First it was the combatant (Halifax Shipyard) and non-combatant (Seaspan Shipyard) ships, announced last year as part of the NSPS (National Ship Procurement Strategy) both of which will inject major money into the economy for a long time to come. The government finally woke up to the fact that shipyard's are good for the economy, and became willing to build not just ships, but a whole shipbuilding industry. How that will work out in the long term remains to be seen, but it cannot be denied that we will get a whole bunch of new ships for the navy and Coast Guard, and a vastly upgraded shipbuilding industry. Whether it will pay back a return on the government's investment is a moot point, since it is so far beyond any one government's normal planning process. It is a kind of Keynesian attitude of leaving it to future generations to worry about.
Irving Shipbuilding's Halifax yard is a beehive of activity already, where it is expanding northward to build the bigger ships.
The research ship CCGS Alfred Needler is one of the ships to be replaced under the larger NSPS announcement. The new ship will be built in Vancouver.
Second was the announcement in February that $360 mn will be put into 18 Coast Guard ships to upgrade them and give then life extensions. This includes the four heavy icebreakers (Amundesn is already done now. Because of engine failures last year it had a major rebuild at St.Catharines over the winter.)
CCGS Edward Cornwallis is one of the six multi-tasked vessels to get a life extension.
Wednesday's announcement of $488 mn for Coast Guard small ships and craft, under 1,000 tonnes, which will not be built by Irving or Seaspan (that was also part of NSPS) will see 18 to 21 new boats added in the next seven years. These would not be good fits for the big yards anyway, and it was NSPS strategy to give some boatbuilding yards and some smaller shipyards some needed business too.
Still to come are new tugs for the navy, both large and small. We are sure to get that announcement fairly soon as the summer spending continues.
The navy will be replacing all its tugs (large and small) and its fireboats.

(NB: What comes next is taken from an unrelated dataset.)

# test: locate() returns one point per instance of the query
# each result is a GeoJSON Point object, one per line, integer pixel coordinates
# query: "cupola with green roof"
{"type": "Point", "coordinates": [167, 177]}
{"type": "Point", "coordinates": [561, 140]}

Meanwhile there are some puzzles. Such as CCGS Matthew which has not re-entered service this year after its winter layup. The survey ship has not been mentioned in any announcements, so presumably it is idled by lack of funds.Built in 1991 it is one of the newest ships in the CCG/DFO and and uniquely a hydrographic ship - it doesn't seem to perform any other function, and recent government cuts may be to blame.
A forlorn CCGS Matthew sits alongside BIO- not in service this summer. That is Halifax Traffic VTS station on the hill behind.